Looking Back — IWS at Stanford (2017-2019)

The Battle for Mavericks-IWS logo and Lane Cent

Professor Comer’s visit to Stanford’s Lane Center for the American West was geared toward research growing out of the book Surfer Girls in the New World Order. 

Two projects focused on issues of coastal access for women surfers and contributed to the Center’s California Coastal Commission Project.

Project I.  Institute 2017 Issues of Access 

With the generous support of the Bill Lane Center, the Institute held its 2017 training, designed around the theme of  “Issues of Access.”   Making use of “issues of access” as a conceptual and practical point of departure, the 2017 Institute explored what access means, and for whom?  In what ways are issues of access also feminist issues?  The term “access” suggests government initiatives – as in policies that make surf breaks, or beaches, accessible to a broad citizenry.  The term alerts us to indigenous governance claims as well.  It also suggests realms of imagination and art.  Film, for instance, creates new understandings of the self, as well as of space and place.

The 2017 Institute asked how activists working in different arenas of women’s surfing – nonprofits, youth advocacy, indigenous revitalization, the arts, storytelling, the campaign for women’s  inclusion at Mavericks  – address shared but divergent access challenges?  In non-US contexts, what access issues are priorities and what bodies of governance are relevant political players?

Here is the Institute 2017 Research Report from this meeting.
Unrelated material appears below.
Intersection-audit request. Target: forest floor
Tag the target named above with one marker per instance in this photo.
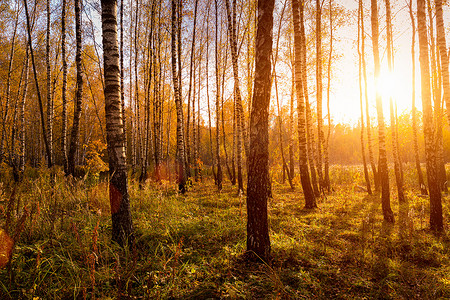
(191, 247)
See also the short essay “Beaches as Spaces of Democracy.”

Project II.  “Battles over Mavericks” & What They Teach

Related to the Mavericks controversies, Professor Comer presented lectures at Stanford and the Global Wave Conference interpreting the exclusion of women competitors from the Mavericks contest in light of gendered struggles for space, authority, belonging, and “ownership” of public resources.   “The Battle for Mavericks & Other Western Showdowns” highlighted links between the masculine social dynamics at Mavericks and what we might think of as very classic tales of struggles over space and environmental resources in the history and contact zones of the American West.  Lecture take aways included the novel contributions of organizational entities like the California Coastal Commission to a revised  US West cultural history so it actively engages feminist civil rights issues and rolls back settler colonial masculine entitlements.  Also important: the coalition of women activists and IWS participants who backed the Committee for Equity in Women’s Surfing.

Professor Comer advanced the concept of  surfeminism as a decolonial perspective or a politics of sharing space. Surfeminism enacts community and suggests a vision of sharing place that would speak to bonds between men (one of the perceived losses at stake for contest organizers) while redesigning them away from networks of control.